Brauseminar im Januar 2016
Ich sitze in meinem Büro bei angenehmer Arbeitstemperatur von 18 Grad. Das ist auch die Arbeitstemperatur meiner neuen Helfer. Gemeint ist die Hefe. Eine Zelle, die so einiges kann und irgendwie unglaublich ist, die den Zucker in unserer sogenannten Würze in Alkohol, Kohlensäure und Aromen umwandelt. Ja, in meinem Büro da gärt’s vor sich hin und in mir gärt es ebenso. Meine Seele verarbeitet all die Eindrücke, und das braucht Zeit. Ich komme aus einem Wochenende mit Bierbrauen und intensiven Gesprächen in den „Ferment-Gruppen“. Aber die Arbeit des Brauens war gar keine, vielmehr ein sich Fallenlassen in eine Tätigkeit, bei der es nicht um die tägliche Mühsal geht, sondern um Freude die Fülle. Freude über die Fülle der Schöpfung, in der Gott sich verwirklicht und in der er alles schenkt, was es braucht, damit ein so wunderbares Gesöff wie Bier entsteht.
Das Korn bricht auf
Ganz am Anfang unseres Brauvorhabens stand das Schroten des Malzes. Warum? Weil die Malzkörner erst einmal aufgebrochen werden müssen, damit ihre nützlichen Inhaltsstoffe freigesetzt werden. So braucht es auch in meinem Leben manchmal einen Bruch, schmerzvolle Spannung, damit sich Neues entfalten kann. Fliehe ich vor der Spannung und dem Schmerz, verkrustet meine Herzenshaut und ich bleibe, wie ich bin. Aber noch nicht mal das: Ich werde fad wie das Malz, das zu lange rumsteht und nicht mehr zum Brauen taugt. Doch wer braucht Männer, die nichts zu geben haben, fade Männer, die nichts taugen und die ihren Mund nur aufmachen, wenn sie gefragt werden, wenn alles harmoniert und in Ordnung ist und der Applaus sicher?
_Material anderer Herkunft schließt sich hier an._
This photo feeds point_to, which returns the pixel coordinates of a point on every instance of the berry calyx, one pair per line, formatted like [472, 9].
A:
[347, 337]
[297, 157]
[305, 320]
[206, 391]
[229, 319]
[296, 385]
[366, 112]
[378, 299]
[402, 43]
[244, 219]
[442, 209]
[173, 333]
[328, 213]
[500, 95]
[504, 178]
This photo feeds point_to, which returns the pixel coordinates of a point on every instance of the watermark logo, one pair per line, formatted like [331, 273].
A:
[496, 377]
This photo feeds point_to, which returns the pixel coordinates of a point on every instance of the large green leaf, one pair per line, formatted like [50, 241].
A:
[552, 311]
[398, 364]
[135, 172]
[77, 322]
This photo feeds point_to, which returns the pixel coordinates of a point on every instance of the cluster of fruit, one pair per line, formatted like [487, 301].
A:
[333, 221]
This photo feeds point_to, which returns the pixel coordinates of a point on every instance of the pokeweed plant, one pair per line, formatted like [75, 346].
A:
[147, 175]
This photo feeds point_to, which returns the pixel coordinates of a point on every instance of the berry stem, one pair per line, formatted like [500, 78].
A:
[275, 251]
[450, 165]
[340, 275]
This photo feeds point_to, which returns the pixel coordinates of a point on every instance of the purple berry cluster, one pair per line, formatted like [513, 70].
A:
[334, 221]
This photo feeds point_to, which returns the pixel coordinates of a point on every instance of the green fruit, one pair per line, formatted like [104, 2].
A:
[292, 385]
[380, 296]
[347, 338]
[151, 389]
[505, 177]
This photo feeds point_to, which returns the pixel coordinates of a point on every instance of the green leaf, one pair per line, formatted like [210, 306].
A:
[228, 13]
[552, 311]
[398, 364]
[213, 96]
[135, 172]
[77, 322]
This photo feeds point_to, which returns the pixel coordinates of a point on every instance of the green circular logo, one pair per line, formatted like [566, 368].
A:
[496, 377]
Es war spannend, als junger Mann mit gestandenen Männern von 40 bis 60 zusammen zu sein und zu erleben, dass ihre Fragen oft gar nicht so weit weg sind von meinen eigenen. Zu erleben, dass ihre Herausforderungen ähnlich spannungsvoll sind, wie diejenigen, die ich mit meinem Mannsein erlebe.
Was macht einen Mann aus und wie kommt man dahin? Was muss ich tun, um einen guten „Geschmack“ zu entwickeln? Was habe ich hinter meiner harten Schale versteckt, dass sie aufgebrochen werden muss? Was rührt Gott in mir an?
Das alles gärt jetzt in mir. Meine Seele braucht so lange wie das Bier. Meine Seele ist beim Bierbrauen angekommen, darum habe ich mir jetzt auch einen Braukessel in meinem Büro zugelegt und braue mein erstes Bier. Es braucht Geduld und Zeit, und so braucht auch mein Herz Zeit, um all die guten Worte, Eindrücke und Aromen zu durchleben und im Alltag einzubetten. Eines habe ich ganz schnell geschmeckt, nachdem ich hier zu Hause nach einer Woche wieder mal ein Bier trank. Ich schmecke jetzt den Aroma-Hopfen, den Bitter-Hopfen, das Gerstenmalz bei diesem oder jenem Schluck heraus. Und das soll alles schon vorher zu schmecken gewesen sein? Ich kann es kaum glauben. Die Wirklichkeit Gottes braucht ein tiefes Eindringen in meine Wirklichkeit, damit ich schmecke und sehe, wie freundlich der Herr ist. Maß halten heißt, den feinen Unterschied wieder wahrnehmen lernen.
Auf das Leben!
Gott mutet uns unsere Berufung zu, weil er uns erschaffen und deswegen einen Anspruch auf unser Leben hat. Vielleicht, weil er, wenn er einen Menschen macht, schon genau weiß, was aus ihm mal werden soll. Vielleicht. Nein, das Bierbrauen lehrt, Gott mutet uns die Bitterkeit und die Süße unserer Berufung zu, weil er uns liebt. Weil er uns liebt, gibt er uns nicht der Langeweile eines spannungslosen, konfliktfreien Lebens preis. Er führt mich in spannungsvollen Situationen zu sich und sagt mir eben dies: weil ich dich liebe.
Die Seminarleiter erzählten offen von ihren Spannungen und machten Mut, ebenso von den eigenen Spannungen zu reden. Im geschützten Raum der Ferment-Gruppe kam Fülle und Freude zum Ausdruck, auch über das Gutvergorene in unserem Leben. Nach jedem Bericht folgte nicht etwa ein Kommentar oder Feedback; nein. Der Redner sagte Prost!, was so viel heißt wie es möge schmecken, zuträglich sein, worauf die anderen Männer fröhlich erwiderten: L‘chaim! auf das Leben. Auf dass es zum Leben führe! Das hoffen wir auch für unser Bier, auf dass es lebendig werde, Umdrehungen bekomme, wie es so schön heißt. Nicht damit der Kopf brummt, sondern damit das Herz fröhlich werde – weil es gelernt hat, Maß zu halten.